Spoiler alert: girl likes to drink.
(I am said girl.)
My drink of choice is diet coke and your least finest well whiskey because at night time I am a) sleepy b) cheap as hell and c) A LADY. It’s like I’m the perfect date or something? I also typically opt for salads or vegetable side dishes. PERFECT DATE MATERIAL.
But when I’m tired of that, I hit up the ol’ cocktail list. And wham! I’m $10-$14 worse of a date. I like the fruity girly drinks of course and the hot drinks too (more on that later) but what I really want, deep down, is to be dressed in a robe and sipping on a White Russian.
When I learned Kahlua is dairy-free, my first reaction was “so what is it then?” followed closely by my shit going missing. Because I lost it. I lost my shit.
So here we go. This is less a recipe, more a “you should drink more White Russians” thing. The chocolate sauce in the mug screams I’M A SOPHISTICATED CHILD and as I’ve said time and time before, I love screaming. Wild for it.
- 2 oz vodka
- 1 oz kahlua
- 4 oz almond milk
- comically large ice
- chocolate sauce (take a look at ingredients to make sure it’s dairy-free. I found Ah!Laska at Whole Foods pretty easily.)

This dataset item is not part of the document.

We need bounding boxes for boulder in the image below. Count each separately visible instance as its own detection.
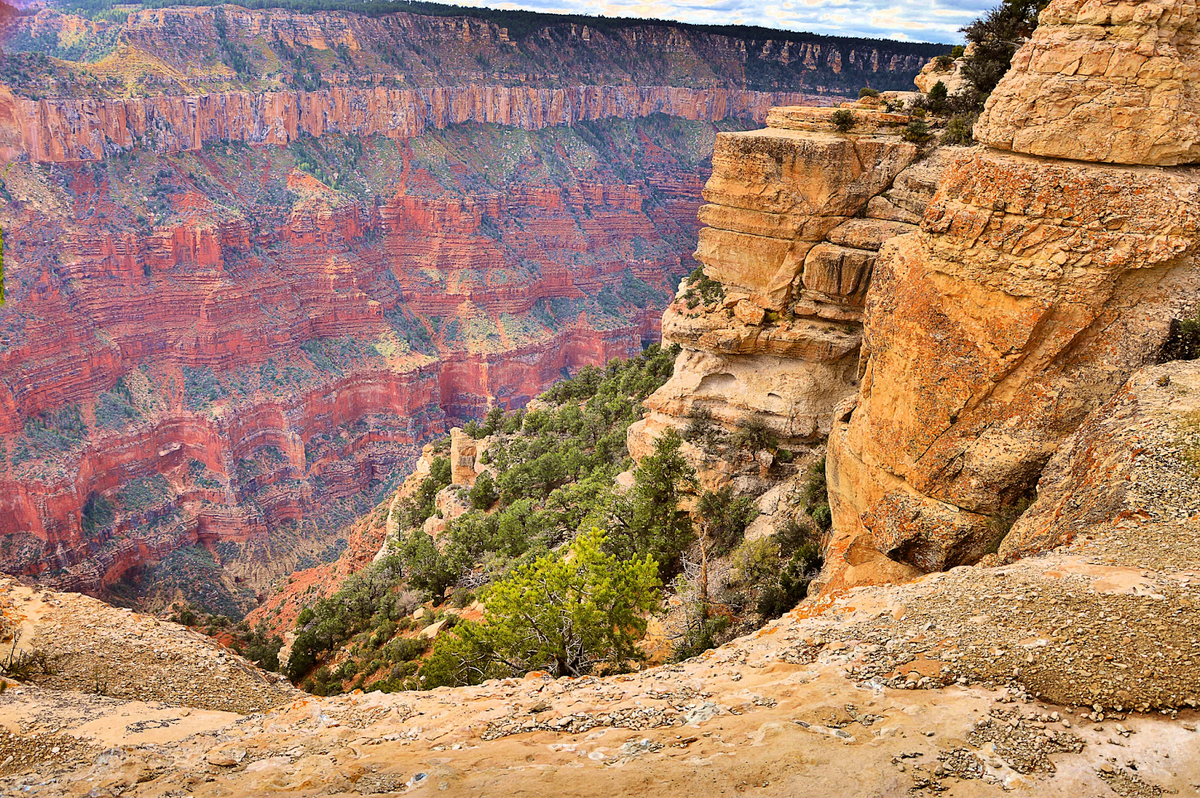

his name is Slav and he’s really into PETA and hugs…
Take your mug or glass or something and toss it in the freezer for 15 minutes or so. Remove from the freezer and drizzle some chocolate inside there in a fancy pants design. Put it back in the freezer for another 15 minutes or so.
Remove from the mug from the freezer and toss in your comically large ice cube. (I feel like me telling you to put ice in your drink is almost as patronizing as me saying I’m patronizing you. Almost.) Throw in your vodka, then your Kahlua, and then your milk. Stir gently if you like. I don’t care. It’s your life.
NUTRITION: ok. I learned long ago that counting calories when you’re drinking takes all the fun out of drinking. And if you aren’t drinking for fun, you’re drinking for the wrong reason. So no nutrition facts. Sorry.